The conservation breeding program was reviewed both internally and externally, with favourable results from both reviews. External reviewers suggested that the program would ultimately provide a model for future recovery programs for other shrike populations in North America and for at-risk migratory passerines.

© J. Giacomo

Since 2003, the conservation breeding program has released over 1,300 young birds in Ontario. Up to 40% of shrikes spotted annually in the wild have been birds released from the conservation breeding program. The majority of these birds paired successfully with wild mates and contribute a significant number of young to the wild population.
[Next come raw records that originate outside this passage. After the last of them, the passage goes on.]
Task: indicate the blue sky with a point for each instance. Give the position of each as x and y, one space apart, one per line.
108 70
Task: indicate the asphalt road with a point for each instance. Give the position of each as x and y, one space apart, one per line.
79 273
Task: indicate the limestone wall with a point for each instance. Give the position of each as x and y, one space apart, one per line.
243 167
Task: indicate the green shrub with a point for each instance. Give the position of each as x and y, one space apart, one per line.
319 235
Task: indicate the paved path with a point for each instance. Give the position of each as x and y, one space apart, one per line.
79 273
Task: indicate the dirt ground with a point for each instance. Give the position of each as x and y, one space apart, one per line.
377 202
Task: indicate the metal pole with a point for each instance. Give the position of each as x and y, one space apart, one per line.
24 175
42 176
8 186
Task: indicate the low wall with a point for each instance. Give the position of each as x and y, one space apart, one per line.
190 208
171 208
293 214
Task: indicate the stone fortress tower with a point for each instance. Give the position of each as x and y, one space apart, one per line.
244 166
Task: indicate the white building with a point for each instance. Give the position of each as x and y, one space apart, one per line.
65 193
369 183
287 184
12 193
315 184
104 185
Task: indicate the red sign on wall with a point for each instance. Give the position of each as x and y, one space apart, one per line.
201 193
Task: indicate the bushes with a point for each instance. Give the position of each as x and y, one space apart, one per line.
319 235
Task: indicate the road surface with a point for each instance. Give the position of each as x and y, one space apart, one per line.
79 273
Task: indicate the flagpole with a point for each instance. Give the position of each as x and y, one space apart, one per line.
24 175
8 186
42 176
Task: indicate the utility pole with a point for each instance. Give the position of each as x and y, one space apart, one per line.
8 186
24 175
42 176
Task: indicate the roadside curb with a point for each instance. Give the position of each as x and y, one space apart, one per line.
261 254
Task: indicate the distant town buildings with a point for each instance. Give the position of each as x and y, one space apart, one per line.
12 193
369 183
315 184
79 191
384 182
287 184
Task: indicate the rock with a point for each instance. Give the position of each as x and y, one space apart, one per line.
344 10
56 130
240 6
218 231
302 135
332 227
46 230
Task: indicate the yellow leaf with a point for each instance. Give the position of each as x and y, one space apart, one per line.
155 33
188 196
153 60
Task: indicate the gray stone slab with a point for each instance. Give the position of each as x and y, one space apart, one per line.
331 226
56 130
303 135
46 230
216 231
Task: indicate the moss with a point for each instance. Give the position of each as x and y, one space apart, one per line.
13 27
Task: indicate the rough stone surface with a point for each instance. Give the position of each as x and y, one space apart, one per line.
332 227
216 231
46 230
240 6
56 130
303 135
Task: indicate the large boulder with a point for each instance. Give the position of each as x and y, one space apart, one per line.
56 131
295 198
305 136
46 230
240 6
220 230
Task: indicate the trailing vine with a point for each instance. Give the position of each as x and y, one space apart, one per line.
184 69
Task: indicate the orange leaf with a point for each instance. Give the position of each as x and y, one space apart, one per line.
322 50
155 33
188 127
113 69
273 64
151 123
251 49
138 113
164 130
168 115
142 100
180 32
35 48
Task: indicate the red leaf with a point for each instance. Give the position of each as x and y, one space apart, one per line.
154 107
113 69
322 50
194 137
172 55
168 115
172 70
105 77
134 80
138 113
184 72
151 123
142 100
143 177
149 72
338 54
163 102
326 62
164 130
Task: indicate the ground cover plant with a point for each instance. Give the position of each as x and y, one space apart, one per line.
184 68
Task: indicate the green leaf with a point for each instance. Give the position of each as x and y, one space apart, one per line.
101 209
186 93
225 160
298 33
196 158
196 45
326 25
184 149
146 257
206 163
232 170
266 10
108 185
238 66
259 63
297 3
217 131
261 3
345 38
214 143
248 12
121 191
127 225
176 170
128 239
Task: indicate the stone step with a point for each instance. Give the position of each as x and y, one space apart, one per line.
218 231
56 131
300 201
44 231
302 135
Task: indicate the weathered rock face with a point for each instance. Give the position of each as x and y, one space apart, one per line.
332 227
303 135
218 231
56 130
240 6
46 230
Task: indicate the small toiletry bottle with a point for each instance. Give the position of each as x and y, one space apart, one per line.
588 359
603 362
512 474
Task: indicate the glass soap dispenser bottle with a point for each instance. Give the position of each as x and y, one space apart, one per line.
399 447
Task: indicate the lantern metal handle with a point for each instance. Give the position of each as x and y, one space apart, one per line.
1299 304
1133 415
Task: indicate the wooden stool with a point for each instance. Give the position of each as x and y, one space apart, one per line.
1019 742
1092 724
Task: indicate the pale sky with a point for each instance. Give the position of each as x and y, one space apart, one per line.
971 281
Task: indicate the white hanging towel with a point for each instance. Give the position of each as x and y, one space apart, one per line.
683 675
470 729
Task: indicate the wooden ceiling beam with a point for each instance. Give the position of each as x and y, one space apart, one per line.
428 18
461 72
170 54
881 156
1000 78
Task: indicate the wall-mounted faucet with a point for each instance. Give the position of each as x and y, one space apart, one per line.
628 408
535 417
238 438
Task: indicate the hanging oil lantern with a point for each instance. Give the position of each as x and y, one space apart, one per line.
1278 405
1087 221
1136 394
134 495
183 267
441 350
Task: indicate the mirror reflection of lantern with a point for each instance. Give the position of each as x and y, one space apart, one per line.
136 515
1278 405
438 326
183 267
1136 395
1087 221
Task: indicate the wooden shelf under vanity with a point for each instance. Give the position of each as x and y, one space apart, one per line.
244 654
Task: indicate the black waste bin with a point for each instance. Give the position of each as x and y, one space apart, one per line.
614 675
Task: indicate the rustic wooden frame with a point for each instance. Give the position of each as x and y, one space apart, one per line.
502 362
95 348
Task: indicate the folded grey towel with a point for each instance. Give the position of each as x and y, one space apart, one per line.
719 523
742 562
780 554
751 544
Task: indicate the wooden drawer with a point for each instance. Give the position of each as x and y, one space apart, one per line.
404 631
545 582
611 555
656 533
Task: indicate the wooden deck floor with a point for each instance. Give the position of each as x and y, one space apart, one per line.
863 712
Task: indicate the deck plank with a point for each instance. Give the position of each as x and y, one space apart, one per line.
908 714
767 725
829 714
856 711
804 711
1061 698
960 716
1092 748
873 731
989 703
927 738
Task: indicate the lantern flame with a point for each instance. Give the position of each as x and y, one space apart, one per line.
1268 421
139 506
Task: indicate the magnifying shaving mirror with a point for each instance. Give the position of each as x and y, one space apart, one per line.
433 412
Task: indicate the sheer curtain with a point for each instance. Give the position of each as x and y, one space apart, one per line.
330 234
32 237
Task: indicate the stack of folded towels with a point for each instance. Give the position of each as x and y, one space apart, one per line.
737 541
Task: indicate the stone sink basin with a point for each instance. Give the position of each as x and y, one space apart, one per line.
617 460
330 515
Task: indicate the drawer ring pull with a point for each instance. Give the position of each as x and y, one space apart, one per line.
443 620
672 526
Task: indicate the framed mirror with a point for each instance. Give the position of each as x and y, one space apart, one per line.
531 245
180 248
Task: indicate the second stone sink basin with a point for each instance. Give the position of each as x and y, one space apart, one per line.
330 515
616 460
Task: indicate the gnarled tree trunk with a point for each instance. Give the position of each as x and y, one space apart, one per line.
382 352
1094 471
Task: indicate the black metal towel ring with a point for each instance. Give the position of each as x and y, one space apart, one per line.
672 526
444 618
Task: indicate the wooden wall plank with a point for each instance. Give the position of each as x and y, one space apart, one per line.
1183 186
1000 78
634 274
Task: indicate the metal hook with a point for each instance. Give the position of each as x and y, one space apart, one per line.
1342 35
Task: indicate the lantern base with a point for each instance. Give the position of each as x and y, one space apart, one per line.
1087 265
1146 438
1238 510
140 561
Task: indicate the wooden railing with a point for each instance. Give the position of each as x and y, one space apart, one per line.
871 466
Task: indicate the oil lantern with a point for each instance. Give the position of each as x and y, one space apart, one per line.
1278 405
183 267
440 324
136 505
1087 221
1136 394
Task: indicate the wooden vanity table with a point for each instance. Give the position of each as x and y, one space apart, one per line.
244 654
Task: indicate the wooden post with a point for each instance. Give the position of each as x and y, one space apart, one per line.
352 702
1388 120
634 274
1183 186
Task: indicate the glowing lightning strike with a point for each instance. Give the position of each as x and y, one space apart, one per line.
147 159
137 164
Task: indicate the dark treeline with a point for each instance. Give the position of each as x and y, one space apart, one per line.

Results from population viability analyses have shown that the conservation breeding and release program has had a stabilizing effect on the wild population in both core breeding areas in Ontario. So far, the conservation breeding program is doing its job: keeping Eastern loggerhead shrikes in Canada while the Eastern Loggerhead Shrike Recovery Team works to discover the mortality causes during the migration cycle.  Once those causes are addressed, conservation breeding will be an essential tool in helping the wild population grow.

 
 
 
 

Lessons learned

© L. Kirtley

© L. Kirtley

Having multiple projects is beneficial

The success of the Eastern loggerhead shrike conservation breeding program is achieved through collaboration with several breeding centres.

Conservation-reared shrikes can adapt to living in the wild

Young born in a conservation centre that are parent-reared and provided with live prey show a full range of natural behaviours and a high survival rate post-release.

Conservation center design impacts welfare

The species’ natural behaviour must be taken into account when designing conservation centres. Increasing the height of the breeding enclosures to a height that better accommodates the shrike’s foraging behaviour resulted in reduced stress and increased breeding success.

Involvement of stakeholders is crucial

Partnership development with stakeholders is key to the long-term success of conservation and release programs.

Conservation breeding can support the recovery of migratory bird species

Successful recruitment of captive-reared young into the wild population over successive years shows conservation breeding is a viable conservation tool for migratory birds.

 

Fun facts

© Rachel Koloff Hopper

© Rachel Koloff Hopper

  • “Loggerhead” refers to the unusually large size of this bird’s head in relation to its body. 

  • The loggerhead shrike is a songbird that hunts like birds of prey.

  • Shrikes lack the strong talons and powerful feet of birds of prey, but have a strong hooked beak to kill their prey with a quick bite to the neck.

  • Anything that is left uneaten will often be impaled on barbed wire and thorny shrubs.

  • Loggerhead shrikes can kill and carry animals up to 1.3 times their weight.

  • Their carnivorous tendencies earned them the nickname of the “butcher bird”.

  • The impaling behaviour allows shrikes to store food for nestlings, to attract mates and to mark home range boundaries.

  • Loggerhead shrike fledglings practice their impaling skill with natural items such as dried leaves and flowers. 

  • Loggerhead shrikes impale noxious prey such as monarch butterflies and wait several days before eating them to allow the poisons to break down.